🤖 AI Summary
Recovering global camera positions from relative translations specified only up to direction is a highly ill-posed problem, particularly susceptible to outliers. This work proposes TriP, a framework that infers local edge scales through triangle-based geometric reasoning and achieves globally consistent edge lengths and camera poses by synchronizing the scales of overlapping triangles in the logarithmic domain. By leveraging higher-order consistency inherent in triangular structures, TriP enhances robustness, naturally avoids scale collapse without requiring additional constraints, and guarantees theoretical recoverability under structured noise. Experiments demonstrate that TriP significantly outperforms existing methods on both synthetic and real-world datasets, scaling efficiently to graphs with millions of cameras while maintaining high accuracy and strong robustness.
📝 Abstract
Translation averaging aims to recover camera locations from pairwise relative translation directions and is a fundamental component of global Structure-from-Motion pipelines.
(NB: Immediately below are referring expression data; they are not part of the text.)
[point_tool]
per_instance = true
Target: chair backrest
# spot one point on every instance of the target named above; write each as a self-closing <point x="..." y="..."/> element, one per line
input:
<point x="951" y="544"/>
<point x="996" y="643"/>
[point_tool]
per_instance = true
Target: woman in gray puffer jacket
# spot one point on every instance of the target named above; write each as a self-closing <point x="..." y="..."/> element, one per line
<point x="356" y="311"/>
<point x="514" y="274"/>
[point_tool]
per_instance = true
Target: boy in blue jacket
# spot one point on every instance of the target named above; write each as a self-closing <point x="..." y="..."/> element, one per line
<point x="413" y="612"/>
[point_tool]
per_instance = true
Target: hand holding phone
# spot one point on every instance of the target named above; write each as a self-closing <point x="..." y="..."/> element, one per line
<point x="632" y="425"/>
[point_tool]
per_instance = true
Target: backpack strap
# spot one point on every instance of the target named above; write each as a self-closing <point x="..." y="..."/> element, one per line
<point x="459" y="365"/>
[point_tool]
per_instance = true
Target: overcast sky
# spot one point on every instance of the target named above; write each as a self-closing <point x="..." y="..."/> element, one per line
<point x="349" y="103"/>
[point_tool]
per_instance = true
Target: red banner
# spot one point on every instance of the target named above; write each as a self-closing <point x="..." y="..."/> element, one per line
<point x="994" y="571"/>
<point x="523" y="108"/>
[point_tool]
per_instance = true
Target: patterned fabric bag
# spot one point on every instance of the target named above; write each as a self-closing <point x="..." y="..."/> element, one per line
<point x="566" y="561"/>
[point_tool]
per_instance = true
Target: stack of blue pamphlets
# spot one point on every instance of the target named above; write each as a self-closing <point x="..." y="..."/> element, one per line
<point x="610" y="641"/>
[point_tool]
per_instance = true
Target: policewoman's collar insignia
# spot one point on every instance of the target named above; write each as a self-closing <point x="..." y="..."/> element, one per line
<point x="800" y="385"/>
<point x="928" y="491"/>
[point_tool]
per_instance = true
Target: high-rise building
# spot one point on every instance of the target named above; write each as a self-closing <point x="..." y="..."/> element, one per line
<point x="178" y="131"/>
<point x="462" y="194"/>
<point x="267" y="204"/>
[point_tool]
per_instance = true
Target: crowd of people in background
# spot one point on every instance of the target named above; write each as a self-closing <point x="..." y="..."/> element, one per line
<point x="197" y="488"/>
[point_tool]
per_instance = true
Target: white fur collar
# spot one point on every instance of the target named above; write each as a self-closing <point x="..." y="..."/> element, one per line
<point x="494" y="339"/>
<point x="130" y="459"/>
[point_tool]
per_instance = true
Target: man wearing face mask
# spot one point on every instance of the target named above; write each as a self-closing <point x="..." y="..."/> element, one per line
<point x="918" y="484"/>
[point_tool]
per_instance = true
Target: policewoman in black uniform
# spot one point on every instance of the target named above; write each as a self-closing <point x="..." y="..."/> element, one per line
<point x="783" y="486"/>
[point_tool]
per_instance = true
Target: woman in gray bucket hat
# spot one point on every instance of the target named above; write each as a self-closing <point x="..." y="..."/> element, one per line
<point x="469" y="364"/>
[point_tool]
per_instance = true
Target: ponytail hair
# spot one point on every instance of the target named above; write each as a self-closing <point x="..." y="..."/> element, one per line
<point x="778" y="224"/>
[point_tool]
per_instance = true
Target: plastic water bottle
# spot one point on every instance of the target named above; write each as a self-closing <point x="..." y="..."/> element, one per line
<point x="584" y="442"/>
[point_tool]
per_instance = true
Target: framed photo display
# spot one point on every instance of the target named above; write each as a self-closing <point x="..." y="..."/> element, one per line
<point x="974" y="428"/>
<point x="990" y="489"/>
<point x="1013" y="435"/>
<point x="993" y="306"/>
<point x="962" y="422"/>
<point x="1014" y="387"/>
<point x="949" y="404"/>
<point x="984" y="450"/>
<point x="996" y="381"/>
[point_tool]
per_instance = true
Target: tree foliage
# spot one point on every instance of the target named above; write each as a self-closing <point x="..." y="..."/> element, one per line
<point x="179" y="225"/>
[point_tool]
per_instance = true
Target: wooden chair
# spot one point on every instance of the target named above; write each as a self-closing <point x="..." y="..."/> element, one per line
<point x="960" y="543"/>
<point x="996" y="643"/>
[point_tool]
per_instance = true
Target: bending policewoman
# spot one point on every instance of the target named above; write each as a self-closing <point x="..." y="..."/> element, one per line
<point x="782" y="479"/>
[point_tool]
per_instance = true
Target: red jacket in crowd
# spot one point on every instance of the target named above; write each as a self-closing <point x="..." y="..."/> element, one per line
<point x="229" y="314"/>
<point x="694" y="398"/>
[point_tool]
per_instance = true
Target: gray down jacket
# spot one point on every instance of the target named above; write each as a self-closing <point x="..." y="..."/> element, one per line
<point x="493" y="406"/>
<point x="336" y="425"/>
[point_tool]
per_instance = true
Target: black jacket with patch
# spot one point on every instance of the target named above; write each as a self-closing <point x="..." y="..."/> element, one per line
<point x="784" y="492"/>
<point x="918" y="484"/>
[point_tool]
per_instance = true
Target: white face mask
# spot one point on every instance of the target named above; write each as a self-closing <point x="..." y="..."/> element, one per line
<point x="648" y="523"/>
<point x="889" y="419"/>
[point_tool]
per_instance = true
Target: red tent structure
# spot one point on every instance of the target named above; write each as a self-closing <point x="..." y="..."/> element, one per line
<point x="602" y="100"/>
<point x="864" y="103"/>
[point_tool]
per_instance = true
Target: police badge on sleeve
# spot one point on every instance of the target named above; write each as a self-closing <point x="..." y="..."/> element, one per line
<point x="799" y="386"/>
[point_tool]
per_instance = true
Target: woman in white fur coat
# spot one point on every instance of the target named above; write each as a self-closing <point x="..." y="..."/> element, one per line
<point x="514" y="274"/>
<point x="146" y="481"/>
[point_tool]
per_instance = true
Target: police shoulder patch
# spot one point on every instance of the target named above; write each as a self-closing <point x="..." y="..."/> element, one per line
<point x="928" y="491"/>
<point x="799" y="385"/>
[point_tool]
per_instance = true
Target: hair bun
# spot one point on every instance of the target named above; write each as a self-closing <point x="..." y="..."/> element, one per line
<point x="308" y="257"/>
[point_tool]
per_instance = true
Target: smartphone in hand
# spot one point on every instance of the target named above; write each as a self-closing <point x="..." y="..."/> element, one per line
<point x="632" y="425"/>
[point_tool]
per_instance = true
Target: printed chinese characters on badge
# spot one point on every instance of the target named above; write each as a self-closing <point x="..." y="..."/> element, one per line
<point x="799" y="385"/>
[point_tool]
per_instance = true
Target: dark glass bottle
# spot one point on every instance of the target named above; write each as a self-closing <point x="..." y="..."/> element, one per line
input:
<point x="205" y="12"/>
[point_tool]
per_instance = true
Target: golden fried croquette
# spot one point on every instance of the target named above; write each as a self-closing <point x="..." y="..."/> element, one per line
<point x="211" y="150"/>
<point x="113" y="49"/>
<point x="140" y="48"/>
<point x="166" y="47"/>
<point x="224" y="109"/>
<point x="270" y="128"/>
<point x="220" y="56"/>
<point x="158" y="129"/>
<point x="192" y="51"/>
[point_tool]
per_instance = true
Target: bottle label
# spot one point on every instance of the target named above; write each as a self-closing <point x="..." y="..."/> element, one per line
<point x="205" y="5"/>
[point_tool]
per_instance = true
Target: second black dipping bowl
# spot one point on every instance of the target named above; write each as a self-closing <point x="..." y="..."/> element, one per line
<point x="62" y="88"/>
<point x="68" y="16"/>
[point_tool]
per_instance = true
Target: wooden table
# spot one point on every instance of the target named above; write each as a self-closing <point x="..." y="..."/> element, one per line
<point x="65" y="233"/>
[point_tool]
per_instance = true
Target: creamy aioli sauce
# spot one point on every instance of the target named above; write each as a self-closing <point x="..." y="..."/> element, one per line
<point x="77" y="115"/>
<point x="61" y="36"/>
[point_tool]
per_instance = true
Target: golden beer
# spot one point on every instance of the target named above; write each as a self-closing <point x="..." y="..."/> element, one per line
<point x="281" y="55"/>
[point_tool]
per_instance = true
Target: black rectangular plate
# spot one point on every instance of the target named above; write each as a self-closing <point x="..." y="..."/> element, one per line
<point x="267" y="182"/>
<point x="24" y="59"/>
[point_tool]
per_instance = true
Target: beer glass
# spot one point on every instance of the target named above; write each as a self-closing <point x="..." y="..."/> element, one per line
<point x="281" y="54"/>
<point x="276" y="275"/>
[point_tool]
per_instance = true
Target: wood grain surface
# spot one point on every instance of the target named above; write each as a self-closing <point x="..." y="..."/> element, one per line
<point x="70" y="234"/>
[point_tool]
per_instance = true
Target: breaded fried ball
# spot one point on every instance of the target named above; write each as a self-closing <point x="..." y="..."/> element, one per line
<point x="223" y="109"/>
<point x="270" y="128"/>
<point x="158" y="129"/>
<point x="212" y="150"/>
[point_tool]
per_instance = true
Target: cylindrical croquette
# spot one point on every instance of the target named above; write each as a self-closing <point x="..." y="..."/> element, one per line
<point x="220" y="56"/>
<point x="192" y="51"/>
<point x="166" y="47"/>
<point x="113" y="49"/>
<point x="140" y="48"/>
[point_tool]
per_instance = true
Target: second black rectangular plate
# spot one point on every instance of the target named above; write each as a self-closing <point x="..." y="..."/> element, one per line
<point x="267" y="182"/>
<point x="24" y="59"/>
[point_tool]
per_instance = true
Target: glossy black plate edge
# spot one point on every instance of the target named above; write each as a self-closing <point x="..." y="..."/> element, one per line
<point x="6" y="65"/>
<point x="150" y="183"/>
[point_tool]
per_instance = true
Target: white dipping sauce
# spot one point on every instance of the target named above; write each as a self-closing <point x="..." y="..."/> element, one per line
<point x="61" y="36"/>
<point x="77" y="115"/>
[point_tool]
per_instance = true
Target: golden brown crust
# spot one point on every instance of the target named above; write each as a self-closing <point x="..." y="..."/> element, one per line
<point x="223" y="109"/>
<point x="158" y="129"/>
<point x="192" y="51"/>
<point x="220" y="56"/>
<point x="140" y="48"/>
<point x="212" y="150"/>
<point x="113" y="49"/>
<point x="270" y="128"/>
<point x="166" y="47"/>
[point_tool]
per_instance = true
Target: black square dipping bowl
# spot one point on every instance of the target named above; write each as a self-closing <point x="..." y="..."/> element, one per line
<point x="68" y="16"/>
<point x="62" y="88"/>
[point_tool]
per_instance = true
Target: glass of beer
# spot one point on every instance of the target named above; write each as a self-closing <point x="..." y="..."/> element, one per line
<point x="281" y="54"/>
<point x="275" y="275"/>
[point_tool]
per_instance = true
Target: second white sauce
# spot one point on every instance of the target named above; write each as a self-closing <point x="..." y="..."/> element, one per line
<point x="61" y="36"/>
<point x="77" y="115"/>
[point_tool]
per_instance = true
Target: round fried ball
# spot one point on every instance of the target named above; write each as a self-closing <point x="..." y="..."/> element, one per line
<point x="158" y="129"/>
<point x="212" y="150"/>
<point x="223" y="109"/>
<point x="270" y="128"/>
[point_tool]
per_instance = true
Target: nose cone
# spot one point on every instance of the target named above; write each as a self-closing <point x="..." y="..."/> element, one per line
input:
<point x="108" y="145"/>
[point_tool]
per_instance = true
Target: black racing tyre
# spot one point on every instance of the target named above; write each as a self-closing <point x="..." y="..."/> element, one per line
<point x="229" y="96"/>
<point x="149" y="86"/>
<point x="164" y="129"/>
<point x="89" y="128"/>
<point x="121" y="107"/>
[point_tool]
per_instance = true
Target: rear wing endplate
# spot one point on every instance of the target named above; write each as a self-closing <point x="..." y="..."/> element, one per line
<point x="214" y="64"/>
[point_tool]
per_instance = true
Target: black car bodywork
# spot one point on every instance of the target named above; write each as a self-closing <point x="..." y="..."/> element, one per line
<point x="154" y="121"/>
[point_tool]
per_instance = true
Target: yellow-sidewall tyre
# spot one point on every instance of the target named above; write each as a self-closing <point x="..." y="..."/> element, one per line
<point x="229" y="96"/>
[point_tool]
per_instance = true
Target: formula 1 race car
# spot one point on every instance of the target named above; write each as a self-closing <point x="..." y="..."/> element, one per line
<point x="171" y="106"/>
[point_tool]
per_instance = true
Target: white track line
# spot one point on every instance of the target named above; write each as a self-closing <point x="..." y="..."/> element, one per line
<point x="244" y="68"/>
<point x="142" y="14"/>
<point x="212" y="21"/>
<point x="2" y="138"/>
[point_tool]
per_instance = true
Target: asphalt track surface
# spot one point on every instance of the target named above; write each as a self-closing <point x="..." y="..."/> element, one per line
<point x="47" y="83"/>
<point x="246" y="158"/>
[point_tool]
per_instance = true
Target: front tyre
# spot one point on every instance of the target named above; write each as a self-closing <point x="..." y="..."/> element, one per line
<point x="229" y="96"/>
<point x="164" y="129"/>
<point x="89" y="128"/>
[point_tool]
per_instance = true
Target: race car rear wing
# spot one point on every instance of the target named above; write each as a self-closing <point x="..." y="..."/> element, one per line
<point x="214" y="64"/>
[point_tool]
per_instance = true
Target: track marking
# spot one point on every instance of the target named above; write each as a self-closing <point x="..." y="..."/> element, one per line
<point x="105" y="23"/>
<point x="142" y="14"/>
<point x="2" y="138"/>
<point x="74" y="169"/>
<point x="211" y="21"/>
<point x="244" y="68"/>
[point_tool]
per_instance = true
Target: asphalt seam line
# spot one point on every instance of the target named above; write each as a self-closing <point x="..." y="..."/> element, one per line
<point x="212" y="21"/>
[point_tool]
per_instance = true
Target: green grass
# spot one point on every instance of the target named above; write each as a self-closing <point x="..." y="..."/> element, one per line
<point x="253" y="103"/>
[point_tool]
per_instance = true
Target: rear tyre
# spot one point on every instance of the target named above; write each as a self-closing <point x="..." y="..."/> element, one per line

The problem is challenging because direction measurements contain no distance information, making the estimation problem highly ill-conditioned and highly sensitive to corrupted observations. In this paper, we propose TriP, a triangle-based framework for robust translation averaging. TriP first infers local relative edge scales from triangle geometry, and then synchronizes the scales of overlapping triangles in the logarithmic domain to recover globally consistent edge lengths and camera locations. By leveraging higher-order consistency across triangles, the proposed method is robust to adversarial, cycle-consistent, and other structured corruptions. In addition, TriP avoids the collapse issue without requiring any extra anti-collapse constraints, since log-scale synchronization excludes the degenerate zero-scale solution by construction. These structural advantages enable a particularly strong theory for exact location recovery. On the practical side, TriP is fully parallelizable, computationally efficient, and naturally scalable to graphs with millions of cameras. Moreover, it outperforms all previous translation averaging methods by a large margin on both synthetic and real datasets.